I'm now open to any genre of music and will only judge things on a song by song basis, rather than: "I don't like country, so I definitely won't like this song."

Phase 4 (Where I see myself going in the future): Continual musical exploration. It's only really been two years since I really started getting into music, so I don't have a firm handle on all of the things that I like yet. And of course my tastes are bound to change.

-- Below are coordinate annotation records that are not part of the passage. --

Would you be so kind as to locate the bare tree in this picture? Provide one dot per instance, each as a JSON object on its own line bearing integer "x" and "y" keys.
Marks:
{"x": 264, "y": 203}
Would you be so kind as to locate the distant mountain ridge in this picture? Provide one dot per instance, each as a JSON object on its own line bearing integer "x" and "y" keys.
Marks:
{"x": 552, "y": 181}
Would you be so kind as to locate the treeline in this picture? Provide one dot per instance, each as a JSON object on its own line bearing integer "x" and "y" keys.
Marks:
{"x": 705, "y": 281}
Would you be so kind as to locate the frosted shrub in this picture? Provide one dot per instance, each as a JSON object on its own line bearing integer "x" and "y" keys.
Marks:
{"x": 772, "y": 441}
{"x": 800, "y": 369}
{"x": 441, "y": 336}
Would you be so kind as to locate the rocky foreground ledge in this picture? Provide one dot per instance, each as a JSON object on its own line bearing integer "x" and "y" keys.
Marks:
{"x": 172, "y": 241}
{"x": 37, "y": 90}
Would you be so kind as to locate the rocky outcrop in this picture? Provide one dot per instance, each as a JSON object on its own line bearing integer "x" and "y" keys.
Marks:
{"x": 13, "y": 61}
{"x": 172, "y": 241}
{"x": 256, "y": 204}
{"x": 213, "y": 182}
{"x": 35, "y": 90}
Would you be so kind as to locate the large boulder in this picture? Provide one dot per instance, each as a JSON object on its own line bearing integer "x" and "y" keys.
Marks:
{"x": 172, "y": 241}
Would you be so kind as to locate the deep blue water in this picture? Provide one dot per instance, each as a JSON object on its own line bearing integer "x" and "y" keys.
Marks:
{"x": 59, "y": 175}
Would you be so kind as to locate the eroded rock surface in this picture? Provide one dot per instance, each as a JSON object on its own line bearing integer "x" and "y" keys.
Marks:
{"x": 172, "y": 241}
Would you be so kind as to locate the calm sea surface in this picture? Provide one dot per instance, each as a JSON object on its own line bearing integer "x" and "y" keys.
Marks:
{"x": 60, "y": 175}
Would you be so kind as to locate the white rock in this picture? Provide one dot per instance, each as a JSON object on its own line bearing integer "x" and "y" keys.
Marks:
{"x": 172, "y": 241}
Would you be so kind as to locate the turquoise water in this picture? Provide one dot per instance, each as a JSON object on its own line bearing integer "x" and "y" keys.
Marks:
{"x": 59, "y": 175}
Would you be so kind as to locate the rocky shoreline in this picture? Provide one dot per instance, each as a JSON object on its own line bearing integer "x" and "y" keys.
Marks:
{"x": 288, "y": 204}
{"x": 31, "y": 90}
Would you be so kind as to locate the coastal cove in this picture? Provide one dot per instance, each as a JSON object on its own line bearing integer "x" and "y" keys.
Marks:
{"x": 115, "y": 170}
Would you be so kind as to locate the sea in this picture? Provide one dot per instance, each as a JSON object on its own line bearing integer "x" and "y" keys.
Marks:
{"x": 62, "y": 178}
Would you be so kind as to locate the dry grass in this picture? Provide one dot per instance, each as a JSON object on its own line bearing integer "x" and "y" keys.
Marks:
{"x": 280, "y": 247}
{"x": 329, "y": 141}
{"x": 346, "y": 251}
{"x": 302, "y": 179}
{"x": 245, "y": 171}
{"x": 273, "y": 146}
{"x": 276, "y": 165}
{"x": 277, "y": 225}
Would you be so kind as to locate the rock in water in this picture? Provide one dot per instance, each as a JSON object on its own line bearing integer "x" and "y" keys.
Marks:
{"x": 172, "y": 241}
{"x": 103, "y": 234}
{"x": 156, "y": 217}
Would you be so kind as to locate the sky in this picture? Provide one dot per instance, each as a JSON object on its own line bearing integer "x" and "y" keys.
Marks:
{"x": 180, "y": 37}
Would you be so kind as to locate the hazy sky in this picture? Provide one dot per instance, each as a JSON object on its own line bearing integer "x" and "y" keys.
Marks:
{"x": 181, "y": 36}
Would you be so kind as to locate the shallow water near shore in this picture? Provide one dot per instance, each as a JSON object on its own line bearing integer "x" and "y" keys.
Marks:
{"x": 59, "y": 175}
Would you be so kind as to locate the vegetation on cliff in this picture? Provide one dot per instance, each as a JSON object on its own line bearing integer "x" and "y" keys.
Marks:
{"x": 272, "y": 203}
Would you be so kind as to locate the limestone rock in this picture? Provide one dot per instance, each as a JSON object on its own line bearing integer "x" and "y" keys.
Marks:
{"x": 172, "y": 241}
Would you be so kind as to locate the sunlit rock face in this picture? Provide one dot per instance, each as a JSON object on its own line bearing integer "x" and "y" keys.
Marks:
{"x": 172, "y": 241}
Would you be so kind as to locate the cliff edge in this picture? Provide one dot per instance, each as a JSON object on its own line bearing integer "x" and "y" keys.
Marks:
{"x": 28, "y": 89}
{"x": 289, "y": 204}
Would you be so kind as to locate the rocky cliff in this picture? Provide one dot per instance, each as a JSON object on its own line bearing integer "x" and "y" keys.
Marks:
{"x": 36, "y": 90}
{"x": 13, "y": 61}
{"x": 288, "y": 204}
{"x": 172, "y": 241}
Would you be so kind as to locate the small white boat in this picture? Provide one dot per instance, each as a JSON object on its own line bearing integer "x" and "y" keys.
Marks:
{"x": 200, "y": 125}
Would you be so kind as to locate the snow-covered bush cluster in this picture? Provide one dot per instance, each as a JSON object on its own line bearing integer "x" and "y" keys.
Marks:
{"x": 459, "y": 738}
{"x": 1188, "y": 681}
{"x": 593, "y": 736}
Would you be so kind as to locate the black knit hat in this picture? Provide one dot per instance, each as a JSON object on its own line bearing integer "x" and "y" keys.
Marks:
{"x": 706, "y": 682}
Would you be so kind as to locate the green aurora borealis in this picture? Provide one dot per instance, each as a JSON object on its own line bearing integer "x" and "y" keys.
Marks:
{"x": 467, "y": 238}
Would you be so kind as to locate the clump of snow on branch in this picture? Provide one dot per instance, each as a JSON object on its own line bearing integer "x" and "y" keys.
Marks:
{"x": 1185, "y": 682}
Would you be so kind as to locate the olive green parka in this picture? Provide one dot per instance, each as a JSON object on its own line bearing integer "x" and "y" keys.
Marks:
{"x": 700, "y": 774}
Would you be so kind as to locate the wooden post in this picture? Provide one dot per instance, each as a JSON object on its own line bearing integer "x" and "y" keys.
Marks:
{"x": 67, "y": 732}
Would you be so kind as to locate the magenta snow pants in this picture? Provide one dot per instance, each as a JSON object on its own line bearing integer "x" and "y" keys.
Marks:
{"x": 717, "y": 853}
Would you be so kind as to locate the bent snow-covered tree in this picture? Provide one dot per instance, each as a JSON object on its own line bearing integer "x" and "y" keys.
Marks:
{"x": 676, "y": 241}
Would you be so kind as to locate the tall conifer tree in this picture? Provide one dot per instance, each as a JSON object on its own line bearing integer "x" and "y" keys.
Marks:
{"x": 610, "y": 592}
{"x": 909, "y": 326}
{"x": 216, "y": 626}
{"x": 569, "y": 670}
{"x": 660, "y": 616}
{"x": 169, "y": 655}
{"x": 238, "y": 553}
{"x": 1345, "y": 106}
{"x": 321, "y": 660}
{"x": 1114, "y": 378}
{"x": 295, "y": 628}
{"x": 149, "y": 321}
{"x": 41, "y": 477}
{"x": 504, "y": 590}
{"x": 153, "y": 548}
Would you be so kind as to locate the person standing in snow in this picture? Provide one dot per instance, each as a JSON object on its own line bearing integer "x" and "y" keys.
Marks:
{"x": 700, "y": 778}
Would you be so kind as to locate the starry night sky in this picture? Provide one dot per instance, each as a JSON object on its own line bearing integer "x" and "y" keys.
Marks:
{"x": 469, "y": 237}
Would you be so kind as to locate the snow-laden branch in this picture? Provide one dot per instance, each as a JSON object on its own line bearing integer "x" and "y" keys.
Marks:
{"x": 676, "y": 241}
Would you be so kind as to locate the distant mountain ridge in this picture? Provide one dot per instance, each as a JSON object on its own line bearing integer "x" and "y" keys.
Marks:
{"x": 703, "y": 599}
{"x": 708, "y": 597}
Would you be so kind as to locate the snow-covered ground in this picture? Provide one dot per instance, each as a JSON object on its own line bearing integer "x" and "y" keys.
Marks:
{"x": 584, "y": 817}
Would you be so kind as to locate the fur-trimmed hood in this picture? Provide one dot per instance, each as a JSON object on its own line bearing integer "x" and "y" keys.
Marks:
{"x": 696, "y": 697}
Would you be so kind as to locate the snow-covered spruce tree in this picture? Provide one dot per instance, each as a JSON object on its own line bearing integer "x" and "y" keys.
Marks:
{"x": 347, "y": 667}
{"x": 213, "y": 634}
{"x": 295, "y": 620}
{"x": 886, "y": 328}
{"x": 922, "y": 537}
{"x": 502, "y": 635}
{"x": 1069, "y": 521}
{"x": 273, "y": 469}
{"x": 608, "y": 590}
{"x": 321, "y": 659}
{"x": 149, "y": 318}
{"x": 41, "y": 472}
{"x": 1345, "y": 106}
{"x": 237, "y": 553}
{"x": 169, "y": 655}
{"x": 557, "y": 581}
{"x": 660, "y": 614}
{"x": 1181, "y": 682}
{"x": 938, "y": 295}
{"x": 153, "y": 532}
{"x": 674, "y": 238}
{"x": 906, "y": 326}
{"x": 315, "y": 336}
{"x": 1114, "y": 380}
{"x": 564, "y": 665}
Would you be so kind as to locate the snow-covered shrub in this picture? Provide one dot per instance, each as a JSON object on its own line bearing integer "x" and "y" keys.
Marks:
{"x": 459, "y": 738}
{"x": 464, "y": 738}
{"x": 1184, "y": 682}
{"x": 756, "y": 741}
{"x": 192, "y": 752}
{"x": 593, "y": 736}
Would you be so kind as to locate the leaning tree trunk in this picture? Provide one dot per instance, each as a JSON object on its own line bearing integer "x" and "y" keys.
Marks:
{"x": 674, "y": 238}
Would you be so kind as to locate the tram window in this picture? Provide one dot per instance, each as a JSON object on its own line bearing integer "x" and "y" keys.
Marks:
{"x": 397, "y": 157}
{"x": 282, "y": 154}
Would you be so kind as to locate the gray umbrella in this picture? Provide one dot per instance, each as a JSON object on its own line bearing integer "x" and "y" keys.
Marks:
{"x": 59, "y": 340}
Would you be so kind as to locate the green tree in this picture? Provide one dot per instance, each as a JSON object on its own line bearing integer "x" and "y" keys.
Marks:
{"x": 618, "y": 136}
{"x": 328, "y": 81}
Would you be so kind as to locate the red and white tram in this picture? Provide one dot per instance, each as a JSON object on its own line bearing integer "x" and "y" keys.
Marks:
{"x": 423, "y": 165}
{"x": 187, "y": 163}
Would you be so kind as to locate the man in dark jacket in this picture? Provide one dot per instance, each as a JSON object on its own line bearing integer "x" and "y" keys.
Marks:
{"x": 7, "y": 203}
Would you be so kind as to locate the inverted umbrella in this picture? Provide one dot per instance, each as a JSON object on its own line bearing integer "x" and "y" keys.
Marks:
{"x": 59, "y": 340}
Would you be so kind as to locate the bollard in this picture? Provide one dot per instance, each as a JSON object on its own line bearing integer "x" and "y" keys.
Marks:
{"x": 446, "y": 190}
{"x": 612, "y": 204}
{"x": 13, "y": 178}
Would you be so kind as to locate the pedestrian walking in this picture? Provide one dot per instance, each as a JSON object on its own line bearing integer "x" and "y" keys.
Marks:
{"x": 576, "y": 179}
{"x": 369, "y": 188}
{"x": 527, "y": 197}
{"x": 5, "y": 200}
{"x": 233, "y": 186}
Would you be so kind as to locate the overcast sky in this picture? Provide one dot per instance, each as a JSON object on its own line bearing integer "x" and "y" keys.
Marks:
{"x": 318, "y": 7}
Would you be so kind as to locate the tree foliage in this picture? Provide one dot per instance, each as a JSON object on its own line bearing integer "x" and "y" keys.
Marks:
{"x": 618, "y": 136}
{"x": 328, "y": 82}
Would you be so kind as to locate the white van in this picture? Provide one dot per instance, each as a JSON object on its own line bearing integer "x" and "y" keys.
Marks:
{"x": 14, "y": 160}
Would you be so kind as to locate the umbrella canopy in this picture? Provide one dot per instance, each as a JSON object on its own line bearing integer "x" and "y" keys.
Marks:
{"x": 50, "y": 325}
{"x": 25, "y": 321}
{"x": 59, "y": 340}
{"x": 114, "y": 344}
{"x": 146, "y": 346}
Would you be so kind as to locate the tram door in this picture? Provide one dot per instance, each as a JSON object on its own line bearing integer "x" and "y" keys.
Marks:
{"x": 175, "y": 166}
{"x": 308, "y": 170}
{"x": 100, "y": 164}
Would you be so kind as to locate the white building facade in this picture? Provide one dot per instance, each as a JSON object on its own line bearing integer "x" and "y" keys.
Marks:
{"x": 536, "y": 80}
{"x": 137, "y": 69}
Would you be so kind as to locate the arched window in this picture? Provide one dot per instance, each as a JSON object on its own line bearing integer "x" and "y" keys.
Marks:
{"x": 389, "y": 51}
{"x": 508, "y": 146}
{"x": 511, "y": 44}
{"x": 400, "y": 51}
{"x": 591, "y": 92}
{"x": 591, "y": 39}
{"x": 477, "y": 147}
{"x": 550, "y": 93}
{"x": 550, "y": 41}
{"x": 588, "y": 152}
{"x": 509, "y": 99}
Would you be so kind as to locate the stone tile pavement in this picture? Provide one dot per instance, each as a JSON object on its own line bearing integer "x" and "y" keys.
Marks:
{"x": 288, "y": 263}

Excellent question by the way.


----------



## Conn1496 (Sep 6, 2012)

1: I only listened to music that other people played really, so I ended up listening to half of my mum's CD collection. XD
2: One or two personal favourites. Nothing else. My favourite band was Gorillaz at the time. Not my favourite now, but certainly in the top 10
3: Rock/Goth music. A majority of people I hung with listened to it, and it pretty much grew on me.
4: Rap. I started to like more rap songs and stuff. Mostly down to my brother blaring it out all the time. You have to get used to it somehow, and I suppose I just grew to like it. 
5: ALL THE MUSIC... Except rave. I like pretty much every genre of music now, but I can't really listen to rave music. It's the only music I don't really like. Even dubstep isn't even that grating. I don't even know why, but it's probably because of the bass track. It's a little too blaring for me to listen to. I get headaches easily. :S


----------



## Percy (Sep 6, 2012)

Phase 1: I'm not quite sure what I liked as a young child. I don't think I was into music much then.
Phase 2: I'd say I mainly listened to whatever was on the radio in my preteen years.
Phase 3: I got into general rock music in my early teens.
Phase 4: I loved classic rock while I was around 15-16, and it was around then where I started to hate mainstream music.
Phase 5: I now am more open to listening to music, such genres like indie rock and alternative rock, as well as house and techno sort of stuff. Though I still hate mainstream music.


----------



## Evan of Phrygia (Sep 6, 2012)

Started out with just whatever, but in a rock/pop orientation. Slowly drifted to punk and hardcore, then actual metal, and jazz was a very mild, very constant undertone, alongside extremely sad ambience. Then some death and black. I then dropped all of it for Silversun Pickups  and developed a hybrid taste for all rock natures. Class and ensembles developed a love for classical, drumcorp, and percussion music. Nowadays it's everything, almost literally. I prefer experimental rock genres (dream pop, post rock, and electro hybrids with heavy ambience influence, stuff of that nature) and SO MUCH CLASSICAL. I've got joy for the fathers of classical, however the Romantic and Modern composers are the people that win me over. I also love noise and tend to enjoy the almost epileptic feeling it gives me.


----------



## Conker (Sep 6, 2012)

I dunno. I mostly listen to the stuff I used to listen to way back when, though now I detest rap music. Dunno how I listened to that, but at one point I did.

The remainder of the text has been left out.